After the shock from the scream vanished, they proposed to Rodolfo to become the king of Erkank. With a little shyness he agreed and ventured to the capital with the group. They prepared the necessities and the next day the ceremony begun. The whole city gathered to watch the bandit captain get crowned as their king. When Rodolfo climbed slowly to the royal steward not even birds chirped. And even the steward held his breath when he placed the crown on Rodolfo’s head. But when Rodolfo stood up everybody burst into cheerful rejoicing. So the kingdom of Erkank had a new king after few hundreds of years and my group sat silent and done in the Sergeant’s brothel. Everybody was thinking about his own duties to the different parts of the world and, eventually, Orik left first because he felt not needed (I played him like that so it was my fault).
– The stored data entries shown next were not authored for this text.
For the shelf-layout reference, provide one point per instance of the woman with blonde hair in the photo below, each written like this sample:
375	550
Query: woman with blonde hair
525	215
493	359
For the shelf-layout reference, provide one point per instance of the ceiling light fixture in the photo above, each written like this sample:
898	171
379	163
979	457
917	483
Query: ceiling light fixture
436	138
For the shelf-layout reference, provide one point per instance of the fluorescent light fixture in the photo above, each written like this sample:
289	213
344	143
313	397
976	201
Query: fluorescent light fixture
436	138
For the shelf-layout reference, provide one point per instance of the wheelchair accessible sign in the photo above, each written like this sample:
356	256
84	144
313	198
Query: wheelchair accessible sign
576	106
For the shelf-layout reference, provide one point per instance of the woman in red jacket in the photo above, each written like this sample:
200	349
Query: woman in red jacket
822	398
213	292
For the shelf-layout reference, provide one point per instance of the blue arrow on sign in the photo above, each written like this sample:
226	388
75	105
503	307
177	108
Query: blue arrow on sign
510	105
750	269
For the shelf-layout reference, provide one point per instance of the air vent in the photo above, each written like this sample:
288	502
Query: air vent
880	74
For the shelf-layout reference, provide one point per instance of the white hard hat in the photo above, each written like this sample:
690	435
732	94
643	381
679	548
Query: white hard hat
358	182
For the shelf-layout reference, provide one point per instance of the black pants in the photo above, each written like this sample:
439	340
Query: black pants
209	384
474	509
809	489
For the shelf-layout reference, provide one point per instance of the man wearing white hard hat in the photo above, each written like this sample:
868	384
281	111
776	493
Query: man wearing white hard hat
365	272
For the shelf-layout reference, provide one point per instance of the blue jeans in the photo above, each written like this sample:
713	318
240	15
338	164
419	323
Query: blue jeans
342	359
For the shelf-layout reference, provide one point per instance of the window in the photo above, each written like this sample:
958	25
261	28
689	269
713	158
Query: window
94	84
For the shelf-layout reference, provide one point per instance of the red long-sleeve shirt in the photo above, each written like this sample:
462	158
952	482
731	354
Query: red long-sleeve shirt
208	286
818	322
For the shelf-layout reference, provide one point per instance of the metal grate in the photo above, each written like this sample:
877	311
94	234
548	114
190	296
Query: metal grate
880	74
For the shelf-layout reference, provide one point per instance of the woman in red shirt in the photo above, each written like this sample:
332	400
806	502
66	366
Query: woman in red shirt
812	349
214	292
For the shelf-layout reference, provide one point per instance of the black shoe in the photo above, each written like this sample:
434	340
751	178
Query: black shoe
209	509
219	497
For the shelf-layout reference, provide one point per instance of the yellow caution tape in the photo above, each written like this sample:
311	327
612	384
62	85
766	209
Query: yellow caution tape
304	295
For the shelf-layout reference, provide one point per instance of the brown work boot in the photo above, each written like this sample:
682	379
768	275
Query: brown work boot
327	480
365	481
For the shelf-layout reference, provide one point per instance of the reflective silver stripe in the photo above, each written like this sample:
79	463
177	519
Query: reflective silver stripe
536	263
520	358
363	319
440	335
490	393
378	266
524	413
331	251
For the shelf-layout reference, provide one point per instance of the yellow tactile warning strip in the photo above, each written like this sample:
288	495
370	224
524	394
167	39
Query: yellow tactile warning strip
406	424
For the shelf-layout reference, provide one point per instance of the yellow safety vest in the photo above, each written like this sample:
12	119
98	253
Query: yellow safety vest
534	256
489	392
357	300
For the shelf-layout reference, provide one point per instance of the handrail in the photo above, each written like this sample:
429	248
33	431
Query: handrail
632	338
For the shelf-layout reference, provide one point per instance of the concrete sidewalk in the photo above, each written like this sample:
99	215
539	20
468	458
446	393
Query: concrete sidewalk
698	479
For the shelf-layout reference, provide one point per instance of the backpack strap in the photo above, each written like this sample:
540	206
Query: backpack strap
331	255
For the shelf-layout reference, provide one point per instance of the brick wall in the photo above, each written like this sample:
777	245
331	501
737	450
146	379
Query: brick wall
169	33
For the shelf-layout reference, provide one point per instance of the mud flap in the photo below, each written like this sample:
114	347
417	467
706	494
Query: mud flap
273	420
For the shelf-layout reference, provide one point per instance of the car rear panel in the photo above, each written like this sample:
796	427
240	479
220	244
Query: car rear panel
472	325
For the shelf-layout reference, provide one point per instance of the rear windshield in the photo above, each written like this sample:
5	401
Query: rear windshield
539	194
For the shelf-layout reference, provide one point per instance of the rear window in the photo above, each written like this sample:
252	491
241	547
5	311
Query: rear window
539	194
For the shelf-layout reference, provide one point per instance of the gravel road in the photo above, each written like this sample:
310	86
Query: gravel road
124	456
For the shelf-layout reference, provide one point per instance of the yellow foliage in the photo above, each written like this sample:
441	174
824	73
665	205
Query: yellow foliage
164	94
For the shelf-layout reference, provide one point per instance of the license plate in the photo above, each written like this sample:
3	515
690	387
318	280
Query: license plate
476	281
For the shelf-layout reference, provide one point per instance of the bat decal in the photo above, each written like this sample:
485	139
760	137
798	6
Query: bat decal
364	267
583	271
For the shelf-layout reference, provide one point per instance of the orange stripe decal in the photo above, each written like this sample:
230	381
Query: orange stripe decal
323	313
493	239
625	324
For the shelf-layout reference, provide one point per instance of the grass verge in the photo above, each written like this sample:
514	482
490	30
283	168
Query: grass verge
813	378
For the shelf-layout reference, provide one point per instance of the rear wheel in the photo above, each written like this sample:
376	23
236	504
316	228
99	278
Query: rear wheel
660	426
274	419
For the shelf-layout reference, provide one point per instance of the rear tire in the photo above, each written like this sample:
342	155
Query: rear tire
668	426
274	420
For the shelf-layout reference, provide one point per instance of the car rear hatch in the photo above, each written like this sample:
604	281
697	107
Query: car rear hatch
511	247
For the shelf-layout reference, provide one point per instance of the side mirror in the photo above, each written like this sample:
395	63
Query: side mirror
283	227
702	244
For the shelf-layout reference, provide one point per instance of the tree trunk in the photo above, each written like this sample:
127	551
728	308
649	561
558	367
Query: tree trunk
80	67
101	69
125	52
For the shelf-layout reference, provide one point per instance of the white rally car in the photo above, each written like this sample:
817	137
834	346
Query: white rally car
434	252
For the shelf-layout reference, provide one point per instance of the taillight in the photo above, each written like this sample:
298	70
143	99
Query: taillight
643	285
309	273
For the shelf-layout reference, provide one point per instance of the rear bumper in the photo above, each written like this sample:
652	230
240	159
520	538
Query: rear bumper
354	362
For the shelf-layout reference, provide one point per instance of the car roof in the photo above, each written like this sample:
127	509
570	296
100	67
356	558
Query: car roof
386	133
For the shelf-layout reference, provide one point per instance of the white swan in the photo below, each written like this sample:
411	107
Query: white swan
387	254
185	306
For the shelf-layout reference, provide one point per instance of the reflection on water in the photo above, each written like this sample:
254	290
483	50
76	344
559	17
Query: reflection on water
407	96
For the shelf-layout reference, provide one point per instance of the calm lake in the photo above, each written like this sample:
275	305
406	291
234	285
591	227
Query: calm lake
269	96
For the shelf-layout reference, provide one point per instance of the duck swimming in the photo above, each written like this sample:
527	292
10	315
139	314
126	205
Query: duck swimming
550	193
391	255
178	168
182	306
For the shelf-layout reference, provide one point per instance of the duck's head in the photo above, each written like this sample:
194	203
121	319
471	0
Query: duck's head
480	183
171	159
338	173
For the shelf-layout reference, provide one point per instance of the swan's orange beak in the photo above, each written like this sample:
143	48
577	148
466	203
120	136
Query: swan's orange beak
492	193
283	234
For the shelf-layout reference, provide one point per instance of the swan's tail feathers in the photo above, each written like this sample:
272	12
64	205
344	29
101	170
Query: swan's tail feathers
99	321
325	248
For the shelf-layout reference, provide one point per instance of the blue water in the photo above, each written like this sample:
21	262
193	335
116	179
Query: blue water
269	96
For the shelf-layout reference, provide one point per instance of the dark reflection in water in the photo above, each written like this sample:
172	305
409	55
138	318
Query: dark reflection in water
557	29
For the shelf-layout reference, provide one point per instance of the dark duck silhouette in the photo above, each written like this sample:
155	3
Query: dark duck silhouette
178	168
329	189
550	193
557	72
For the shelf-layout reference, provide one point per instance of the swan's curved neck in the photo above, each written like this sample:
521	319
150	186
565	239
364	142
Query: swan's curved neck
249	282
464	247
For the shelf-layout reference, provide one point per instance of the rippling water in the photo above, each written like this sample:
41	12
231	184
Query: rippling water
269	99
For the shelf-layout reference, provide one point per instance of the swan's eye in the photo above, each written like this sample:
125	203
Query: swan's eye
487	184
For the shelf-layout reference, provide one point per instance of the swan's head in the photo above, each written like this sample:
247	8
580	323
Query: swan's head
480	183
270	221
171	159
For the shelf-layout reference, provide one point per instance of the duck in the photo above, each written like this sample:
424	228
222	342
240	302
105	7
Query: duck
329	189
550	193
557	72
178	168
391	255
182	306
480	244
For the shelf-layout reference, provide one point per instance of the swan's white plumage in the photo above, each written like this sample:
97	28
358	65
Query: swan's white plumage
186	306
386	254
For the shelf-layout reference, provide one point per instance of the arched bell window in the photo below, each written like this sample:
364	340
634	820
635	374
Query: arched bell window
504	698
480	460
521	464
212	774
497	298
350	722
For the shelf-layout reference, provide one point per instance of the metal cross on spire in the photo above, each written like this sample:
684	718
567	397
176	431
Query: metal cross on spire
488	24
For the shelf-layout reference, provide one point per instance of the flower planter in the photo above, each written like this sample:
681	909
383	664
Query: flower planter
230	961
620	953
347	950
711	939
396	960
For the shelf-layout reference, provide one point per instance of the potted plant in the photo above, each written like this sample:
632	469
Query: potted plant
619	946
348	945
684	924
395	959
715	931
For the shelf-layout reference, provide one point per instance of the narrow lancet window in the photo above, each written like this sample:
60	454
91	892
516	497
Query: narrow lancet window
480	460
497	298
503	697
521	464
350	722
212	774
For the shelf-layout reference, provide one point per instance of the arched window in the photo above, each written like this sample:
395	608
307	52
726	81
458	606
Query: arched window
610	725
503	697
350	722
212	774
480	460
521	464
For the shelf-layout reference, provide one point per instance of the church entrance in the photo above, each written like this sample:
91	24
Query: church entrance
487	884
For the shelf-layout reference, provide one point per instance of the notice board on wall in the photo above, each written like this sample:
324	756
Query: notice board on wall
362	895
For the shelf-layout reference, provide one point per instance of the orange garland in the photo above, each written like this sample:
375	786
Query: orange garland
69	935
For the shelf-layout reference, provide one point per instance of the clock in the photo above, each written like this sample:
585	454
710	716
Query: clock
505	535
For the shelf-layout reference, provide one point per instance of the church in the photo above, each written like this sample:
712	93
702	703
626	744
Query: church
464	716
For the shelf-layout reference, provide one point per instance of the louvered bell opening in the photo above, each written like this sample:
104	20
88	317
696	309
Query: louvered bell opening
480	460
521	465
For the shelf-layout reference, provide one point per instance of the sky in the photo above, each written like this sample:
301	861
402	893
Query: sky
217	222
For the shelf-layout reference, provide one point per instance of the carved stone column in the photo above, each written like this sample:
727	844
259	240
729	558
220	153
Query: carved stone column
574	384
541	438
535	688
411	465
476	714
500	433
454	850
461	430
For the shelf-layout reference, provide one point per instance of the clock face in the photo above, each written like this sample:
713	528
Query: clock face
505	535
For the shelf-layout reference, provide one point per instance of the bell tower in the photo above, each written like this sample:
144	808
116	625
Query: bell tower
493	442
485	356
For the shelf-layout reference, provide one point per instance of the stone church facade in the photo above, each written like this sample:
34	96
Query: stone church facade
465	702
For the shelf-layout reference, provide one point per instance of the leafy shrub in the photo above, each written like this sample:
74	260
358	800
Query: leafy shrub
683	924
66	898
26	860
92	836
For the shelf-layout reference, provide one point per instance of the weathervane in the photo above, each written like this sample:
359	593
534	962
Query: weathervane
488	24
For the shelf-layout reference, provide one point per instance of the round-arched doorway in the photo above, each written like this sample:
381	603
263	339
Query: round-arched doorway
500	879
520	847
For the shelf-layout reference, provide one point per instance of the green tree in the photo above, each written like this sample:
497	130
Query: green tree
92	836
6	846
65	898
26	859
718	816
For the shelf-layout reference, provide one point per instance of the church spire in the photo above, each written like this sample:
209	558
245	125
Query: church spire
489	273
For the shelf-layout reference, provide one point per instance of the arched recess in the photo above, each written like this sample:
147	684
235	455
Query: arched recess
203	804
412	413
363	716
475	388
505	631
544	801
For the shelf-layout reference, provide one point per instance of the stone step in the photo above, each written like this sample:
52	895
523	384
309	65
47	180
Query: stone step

He was followed by Llthrae who wanted to return to his fort. Bors stayed with his new duties and Samuel brought a friend to the ceremony - an eight years old half-drow boy called Relenor. Bors accepted Relenor as his squire and they ventured to the Telus Kindiir to work on the order.
It is still one of the greatest sessions in my memories and I feel good when I think about that day everybody parted. We literally finished an adventure which is a rare case with my games and I was really proud of them. And this feeling of completeness was and still is amazing. But in D&D show must go on and new trouble was brewing just behind the corner.